CARB 2 Compliant
What is CARB2 Compliance?
As part of our on-going mission to bring you the highest quality products that are environmentally safe, all our CARB2 compliant cabinets are manufactured with a premium quality plywood that meets the California formaldehyde emission standards for indoor air quality.
What is KCMA?
Not all cabinets are created equal, so how is one supposed to know which ones are superior and which ones are inferior? Fortunately, you don’t have to know everything there is to know about cabinetry to have an idea about the quality of the ones you’re looking at.
While browsing our gallery of cabinets, you may have noticed a blue and white seal that marks our products as certified by the Kitchen Cabinet Manufacturers of America (KCMA). You may or may not have also seen this seal on products you’ve checked out in your local showrooms and on online stores. This is the mark that you should look for if you’re in the market for quality cabinetry (and honestly, who isn’t?). Obviously if you don’t see the KCMA seal it is almost certain that the supplier has either failed the KCMA tests or is unwilling to take the chance of submitting their cabinets to the test.
Now, what does this seal mean exactly? The KCMA stamp of approval lets you know that the cabinet you’re looking at meets the rigorous standards set by the American National Standards Institute (ANSI). This means that the cabinet has gone through a battery of tests used to simulate years of typical household usage.
Of course, not every single cabinet that is manufactured can be tested individually. With the number of manufacturers all over the U.S. alone, that would just be a logistical nightmare. Instead, an independent, third-party lab selects test samples. They then run these samples through the following extensive tests:
· – Five structural tests to measure the overall structural integrity of the cabinets
· – Two drawer tests to ensure that the drawers still retain proper functionality over time
· – Two door operation tests to measure durability and resistance to impact
· – Four finish tests to measure resistance to heat, cold, and food stains. These tests also measure how the samples hold up to exposure to moisture such as detergent and water solutions.
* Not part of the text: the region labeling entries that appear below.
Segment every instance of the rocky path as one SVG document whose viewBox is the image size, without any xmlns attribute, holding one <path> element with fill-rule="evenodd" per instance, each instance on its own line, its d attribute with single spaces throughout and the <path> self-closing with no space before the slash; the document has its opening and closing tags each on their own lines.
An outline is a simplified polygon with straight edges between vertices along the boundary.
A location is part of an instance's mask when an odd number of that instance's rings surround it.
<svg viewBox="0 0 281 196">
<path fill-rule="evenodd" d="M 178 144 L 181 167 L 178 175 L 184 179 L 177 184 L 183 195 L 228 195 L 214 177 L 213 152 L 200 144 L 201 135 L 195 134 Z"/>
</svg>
Only manufacturers whose sample cabinets pass the thirteen tests mentioned above are given license to affix the seal on their products, marking them as among the most durable and investment-worthy cabinetry available today.
Click here to view our KCMA Certification. We invite you to learn more about KCMA at www.kcma.org and to visit our company’s profile at http://www.kcma.org/company/solid-wood-cabinet-company.
The Kitchen Cabinet Manufacturers Association Certification Program assures the user of kitchen cabinets and bath vanities that the cabinet bearing the blue and white seal complies with the rigorous standards set by the American National Standards Institute (ANSI) and is sponsored by the Kitchen Cabinet Manufacturers Association (KCMA).
Further, the cabinet is an exact duplicate of samples that have been independently tested for conformance to ANSI/KCMA A161.1-2000. To find out more about KCMA Certification, visit their website at www.kcma.org. To further ensure our cabinets will stand the test of time we have put them through 13 rigorous KCMA tests and passed them all.
1. Shelves and bottoms are loaded at 15 pounds per square foot to ensure no excessive deflection or joint failure on the cabinet or mounting system.
2. Installed wall cabinets are loaded with 500 pounds to ensure that the cabinet will accept net loading in compliance with ANSI A161.1-1995 requirements.
3. A load of up to 250 pounds is applied against the inside of cabinet fronts to ensure reliable front joints.
4. A 3 pound steel ball is “drop tested” against shelves, cabinet bottoms and drawer bodies to ensure cabinets will withstand dropping of cans and other items.
5. Cabinets are impact tested by striking the center of a closed and open door with a 10 pound sand bag.
6. Cabinet doors are weighted with 65 pounds and operated 10 times to test the ability of door and hinges to withstand loading.
7. Doors are opened and closed for 25,000 cycles to ensure durability under the stress of normal usage.
8. Drawers and drawer mechanisms are tested at 15 pounds per square foot and operated through 25,000 opening and closing cycles to assure durability.
9. A 3 pound weight is dropped 10 times against the drawer assembly to ensure that the drawer front assembly will withstand the impact of closing.
10. Cabinets are cycle tested at temperatures ranging from -5° F to +120° F to ensure finish will withstand temperature changes.
11. Cabinets are hot box tested at temperatures up to 120° F to ensure finish will withstand high heat.
12. Finish is exposed to vinegar, grape juice, olive oil, lemon juice, 100 proof alcohol and more to ensure no appreciable discoloration, stain or whitening of the finish occurs.
13. A 24-hour soap and water solution test checks the finish’s ability to withstand exposure to detergents and moisture.